You are building an Azure Machine Learning experiment.
You need to transform 47 numeric columns into a set of 10 linearly uncorrelated features.
Which module should you add to the experiment?
A.
Principal Component Analysis
B.
K-Means Clustering
C.
Normalize Data
D.
Group Data into Bins
QUESTION
Note: This question is part of a series of questions that use the same scenario. For your convenience, the scenario is repeated in each question. Each question presents a different goal and answer choices, but the text of the scenario is exactly the same in each question in this series.
You plan to create a predictive analytics solution for credit risk assessment and fraud prediction in Azure Machine Learning. The Machine Learning workspace for the solution will be shared with other users in your organization. You will add assets to projects and conduct experiments in the workspace.
The experiments will be used for training models that will be published to provide scoring from web services.
The experiment for fraud prediction will use Machine Learning modules and APIs to train the models and will predict probabilities in an Apache Hadoop ecosystem.
You plan to configure the resources for part of a workflow that will be used to preprocess data from files stored in Azure Blob storage. You plan to use Python to preprocess and store the data in Hadoop.
You need to get the data into Hadoop as quickly as possible.
Which three actions should you perform?
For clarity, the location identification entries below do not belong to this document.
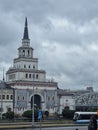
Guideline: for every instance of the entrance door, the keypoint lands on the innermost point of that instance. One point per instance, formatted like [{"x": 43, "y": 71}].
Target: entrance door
[{"x": 37, "y": 101}]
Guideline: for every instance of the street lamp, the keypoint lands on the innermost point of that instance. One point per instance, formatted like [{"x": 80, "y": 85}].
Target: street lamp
[
  {"x": 1, "y": 98},
  {"x": 33, "y": 106}
]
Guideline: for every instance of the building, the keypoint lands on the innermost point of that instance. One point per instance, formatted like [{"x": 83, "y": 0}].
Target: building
[
  {"x": 29, "y": 82},
  {"x": 6, "y": 98}
]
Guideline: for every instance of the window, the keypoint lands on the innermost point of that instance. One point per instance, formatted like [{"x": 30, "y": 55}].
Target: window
[
  {"x": 24, "y": 66},
  {"x": 18, "y": 97},
  {"x": 28, "y": 53},
  {"x": 37, "y": 76},
  {"x": 33, "y": 76},
  {"x": 23, "y": 52},
  {"x": 3, "y": 96},
  {"x": 48, "y": 98},
  {"x": 7, "y": 96},
  {"x": 26, "y": 75},
  {"x": 11, "y": 97},
  {"x": 29, "y": 75},
  {"x": 33, "y": 67}
]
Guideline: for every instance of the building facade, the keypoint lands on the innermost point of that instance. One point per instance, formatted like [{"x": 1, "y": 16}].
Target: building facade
[{"x": 28, "y": 81}]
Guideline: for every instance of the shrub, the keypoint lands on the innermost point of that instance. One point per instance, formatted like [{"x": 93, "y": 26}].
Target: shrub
[{"x": 9, "y": 115}]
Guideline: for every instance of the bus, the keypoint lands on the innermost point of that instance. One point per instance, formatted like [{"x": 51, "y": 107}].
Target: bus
[{"x": 83, "y": 117}]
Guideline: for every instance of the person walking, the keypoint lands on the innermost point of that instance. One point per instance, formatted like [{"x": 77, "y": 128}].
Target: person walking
[{"x": 93, "y": 123}]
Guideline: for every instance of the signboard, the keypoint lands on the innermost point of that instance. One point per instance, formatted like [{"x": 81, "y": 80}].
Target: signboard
[{"x": 40, "y": 114}]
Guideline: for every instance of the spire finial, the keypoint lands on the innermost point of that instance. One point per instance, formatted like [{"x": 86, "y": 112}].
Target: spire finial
[
  {"x": 26, "y": 36},
  {"x": 3, "y": 74}
]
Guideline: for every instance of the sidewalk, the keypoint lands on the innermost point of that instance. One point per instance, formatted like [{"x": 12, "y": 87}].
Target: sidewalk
[{"x": 36, "y": 125}]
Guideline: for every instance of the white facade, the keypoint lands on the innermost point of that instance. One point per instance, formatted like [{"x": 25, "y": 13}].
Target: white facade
[{"x": 26, "y": 78}]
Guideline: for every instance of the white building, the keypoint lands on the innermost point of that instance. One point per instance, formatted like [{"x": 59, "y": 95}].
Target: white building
[
  {"x": 6, "y": 98},
  {"x": 29, "y": 81}
]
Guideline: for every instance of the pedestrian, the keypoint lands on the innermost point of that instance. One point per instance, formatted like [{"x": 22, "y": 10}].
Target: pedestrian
[{"x": 93, "y": 123}]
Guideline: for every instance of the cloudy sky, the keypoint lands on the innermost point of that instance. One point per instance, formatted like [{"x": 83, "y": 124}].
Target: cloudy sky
[{"x": 63, "y": 33}]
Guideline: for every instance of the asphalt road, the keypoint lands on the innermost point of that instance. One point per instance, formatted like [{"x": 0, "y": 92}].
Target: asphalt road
[{"x": 56, "y": 128}]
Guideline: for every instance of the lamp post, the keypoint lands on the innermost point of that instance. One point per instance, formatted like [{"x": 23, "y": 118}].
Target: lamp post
[
  {"x": 33, "y": 106},
  {"x": 1, "y": 100}
]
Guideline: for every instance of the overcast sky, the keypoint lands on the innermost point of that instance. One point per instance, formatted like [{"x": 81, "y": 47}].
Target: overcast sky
[{"x": 63, "y": 33}]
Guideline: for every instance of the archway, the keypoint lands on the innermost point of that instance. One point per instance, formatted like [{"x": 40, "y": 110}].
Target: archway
[{"x": 37, "y": 101}]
Each correct answer presents part of the solution.
NOTE: Each correct selection is worth one point.
A. Create an Azure virtual machine (VM), and then configure MapReduce on the VM.
B. Create an Azure HDInsight Hadoop cluster.
C. Create an Azure virtual machine (VM), and then install an IPython Notebook server.
D. Process the files by using Python to store the data to a Hadoop instance.
E. Create the Machine learning experiment, and then add an Execute Python Script module.
Answer: BDE
QUESTION
Note: This question is part of a series of questions that use the same or similar answer choices. An answer choice may be correct for more than one question in the series. Each question is independent of the other questions in this series. Information and details provided in a question apply only to that question.
You need to use only one percent of an Apache Hive data table by conducting random sampling by groups.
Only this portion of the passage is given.